Foundations have taken any number of approaches to the problem over the years, spending boatloads of money with mixed results. These days, the hopes of some funders rest on multi-pronged efforts to train young people with concrete jobs skills, but also help them connect with successful adults, establish early ties to employers, and develop the social skills needed to succeed at work.
But given that research shows that employment discrimination on the basis of race remains alive and well, it’s important to persuade employers to be more receptive to young workers of color.
One new funder effort we’re watching is the Rockefeller Foundation’s “Grads of Life” program, which was unveiled in September and is a collaborative effort that includes the Ad Council, Year Up, ConPRmetidos, MENTOR: The National Mentoring Partnership, New Options Project, and Opportunity Nation. The initiative seeks to help catalyze the connection between employers who need to hire and young people looking for work.
The Rockefeller Foundation is in pretty deep on the youth unemployment issue. Through its Employment Pathways Project, under which Grads of Life is funded, the foundation seeks to create a more inclusive economy, especially for young people from low-income communities who are often the biggest losers when economic downturns hit.
But the foundation also aims its pitch at employers, calling America’s “opportunity youth” an “enormous, untapped talent pool for forward-thinking employers” who often struggle to find the right candidates for unfilled jobs.
The Grads of Life initiative has big plans for changing perception and behavior on the side of hiring managers. Through advertising and a dedicated website, the program is reaching out to companies and reimagining the hiring process to include disadvantaged youth who, with shaping and training, can become model employees. The website includes a directory of organizations helping young people prepare for work and testimonials from company hiring staff who are participating in the program and benefiting from the kids’ involvement.

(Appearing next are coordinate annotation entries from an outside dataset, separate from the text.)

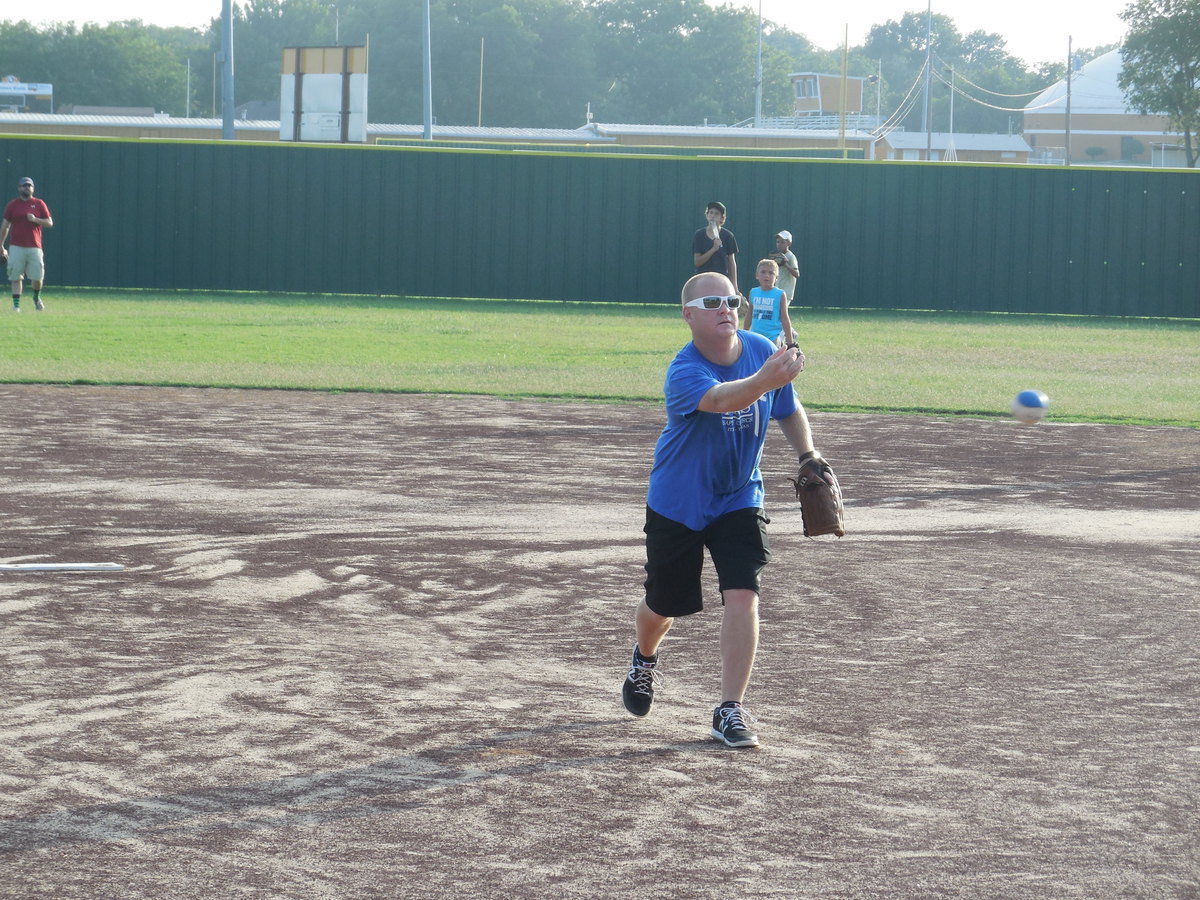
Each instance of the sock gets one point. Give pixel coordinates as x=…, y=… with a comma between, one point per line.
x=645, y=660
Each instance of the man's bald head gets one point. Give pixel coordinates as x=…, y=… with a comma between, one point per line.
x=706, y=285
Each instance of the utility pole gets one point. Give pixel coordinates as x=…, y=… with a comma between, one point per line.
x=1071, y=65
x=227, y=70
x=427, y=76
x=929, y=71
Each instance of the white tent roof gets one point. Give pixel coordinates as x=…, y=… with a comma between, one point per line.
x=1093, y=90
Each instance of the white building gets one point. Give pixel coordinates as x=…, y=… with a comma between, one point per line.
x=1103, y=127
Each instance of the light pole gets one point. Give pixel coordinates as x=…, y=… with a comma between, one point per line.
x=427, y=75
x=757, y=91
x=929, y=71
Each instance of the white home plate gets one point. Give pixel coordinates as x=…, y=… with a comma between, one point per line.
x=61, y=568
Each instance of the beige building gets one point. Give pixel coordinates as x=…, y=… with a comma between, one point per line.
x=1103, y=129
x=822, y=94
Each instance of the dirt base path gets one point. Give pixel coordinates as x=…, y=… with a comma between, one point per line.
x=371, y=646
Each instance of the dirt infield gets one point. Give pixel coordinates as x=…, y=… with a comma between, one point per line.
x=371, y=647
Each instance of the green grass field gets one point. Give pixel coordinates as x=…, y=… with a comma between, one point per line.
x=1134, y=371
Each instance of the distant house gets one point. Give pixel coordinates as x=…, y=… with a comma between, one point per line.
x=960, y=148
x=1103, y=127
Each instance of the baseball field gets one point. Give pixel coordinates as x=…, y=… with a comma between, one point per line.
x=367, y=641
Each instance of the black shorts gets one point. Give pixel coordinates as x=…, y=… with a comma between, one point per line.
x=675, y=557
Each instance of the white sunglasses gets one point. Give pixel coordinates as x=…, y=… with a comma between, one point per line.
x=714, y=303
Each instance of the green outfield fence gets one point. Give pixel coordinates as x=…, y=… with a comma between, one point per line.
x=442, y=222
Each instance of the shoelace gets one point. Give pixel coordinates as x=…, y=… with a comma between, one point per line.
x=645, y=679
x=737, y=718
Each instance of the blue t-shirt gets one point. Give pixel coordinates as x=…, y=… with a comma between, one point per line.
x=707, y=463
x=766, y=316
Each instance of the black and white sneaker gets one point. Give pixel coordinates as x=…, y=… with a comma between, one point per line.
x=637, y=691
x=731, y=724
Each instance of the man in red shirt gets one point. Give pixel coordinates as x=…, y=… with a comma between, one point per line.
x=24, y=219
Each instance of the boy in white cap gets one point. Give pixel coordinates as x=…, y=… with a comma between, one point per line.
x=789, y=268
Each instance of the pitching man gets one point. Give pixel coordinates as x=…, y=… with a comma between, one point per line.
x=706, y=492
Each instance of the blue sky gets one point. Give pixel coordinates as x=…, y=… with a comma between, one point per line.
x=1035, y=30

A key strategy of Grads of Life is helping employers start and expand internship and mentoring collaborations with groups like Year Up.

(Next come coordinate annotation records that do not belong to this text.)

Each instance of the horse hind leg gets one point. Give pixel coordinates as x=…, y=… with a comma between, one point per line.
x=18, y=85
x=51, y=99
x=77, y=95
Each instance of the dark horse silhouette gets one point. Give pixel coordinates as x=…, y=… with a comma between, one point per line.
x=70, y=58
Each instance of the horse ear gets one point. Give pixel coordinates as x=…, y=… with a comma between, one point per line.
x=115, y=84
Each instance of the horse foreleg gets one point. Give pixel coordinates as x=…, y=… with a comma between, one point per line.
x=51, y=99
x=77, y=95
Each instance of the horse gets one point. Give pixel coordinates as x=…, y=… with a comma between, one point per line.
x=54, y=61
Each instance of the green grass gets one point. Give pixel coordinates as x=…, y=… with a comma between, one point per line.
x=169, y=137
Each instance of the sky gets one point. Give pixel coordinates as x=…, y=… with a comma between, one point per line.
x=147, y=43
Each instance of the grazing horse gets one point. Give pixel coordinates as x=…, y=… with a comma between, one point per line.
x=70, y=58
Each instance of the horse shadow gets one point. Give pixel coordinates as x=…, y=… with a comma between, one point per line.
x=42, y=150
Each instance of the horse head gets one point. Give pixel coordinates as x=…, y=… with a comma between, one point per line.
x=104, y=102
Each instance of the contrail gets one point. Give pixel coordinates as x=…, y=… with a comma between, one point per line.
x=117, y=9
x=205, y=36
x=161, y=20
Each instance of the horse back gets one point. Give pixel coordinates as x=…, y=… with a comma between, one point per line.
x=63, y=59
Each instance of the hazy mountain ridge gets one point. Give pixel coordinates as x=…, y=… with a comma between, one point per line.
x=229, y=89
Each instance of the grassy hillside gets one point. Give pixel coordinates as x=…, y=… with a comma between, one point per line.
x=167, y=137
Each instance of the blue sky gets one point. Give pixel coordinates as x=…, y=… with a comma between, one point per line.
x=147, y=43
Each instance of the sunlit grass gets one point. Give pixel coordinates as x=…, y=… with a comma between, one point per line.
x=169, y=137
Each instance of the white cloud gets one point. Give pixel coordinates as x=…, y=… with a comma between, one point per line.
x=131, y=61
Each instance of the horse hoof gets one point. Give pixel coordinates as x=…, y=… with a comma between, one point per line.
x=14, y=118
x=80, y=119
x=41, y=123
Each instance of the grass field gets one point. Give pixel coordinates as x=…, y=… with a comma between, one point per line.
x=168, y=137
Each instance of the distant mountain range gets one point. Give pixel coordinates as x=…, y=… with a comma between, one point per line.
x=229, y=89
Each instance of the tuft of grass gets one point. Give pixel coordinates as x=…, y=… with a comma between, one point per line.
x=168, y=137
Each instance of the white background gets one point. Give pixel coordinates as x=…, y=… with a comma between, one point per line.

The research on mentoring as an effective intervention is growing. A 2011 meta-analysis of programs suggests that youth mentoring is a promising investment area, as it has the capacity to improve youth outcomes across multiple life dimensions. On the side of benefiting business, studies show that corporate mentoring helps to build employee loyalty as well as a positive image for the business.
Year Up is one of the partners in the Grads of Life program, having received a grant of $500,000 from the Rockefeller Foundation to build and sustain momentum for youth employment. With locations in both Boston and Providence, Year Up facilitates mentoring internships for its students which frequently result in ongoing employment and/or enrollment in higher education. It reports that 85 percent of its graduates are employed or attending college full time within four months of completing the program. We should note that, in addition to the focus on mentoring, we’re seeing a big uptick these days in funder interest in internship programs as part of broader career readiness efforts.
The Rockefeller initiative will be intriguing to watch, given how challenging this terrain has been for philanthropy over the years and how those youth employment efforts that are successful can be quite costly in terms of the outlays per worker. Maybe this effort will be different.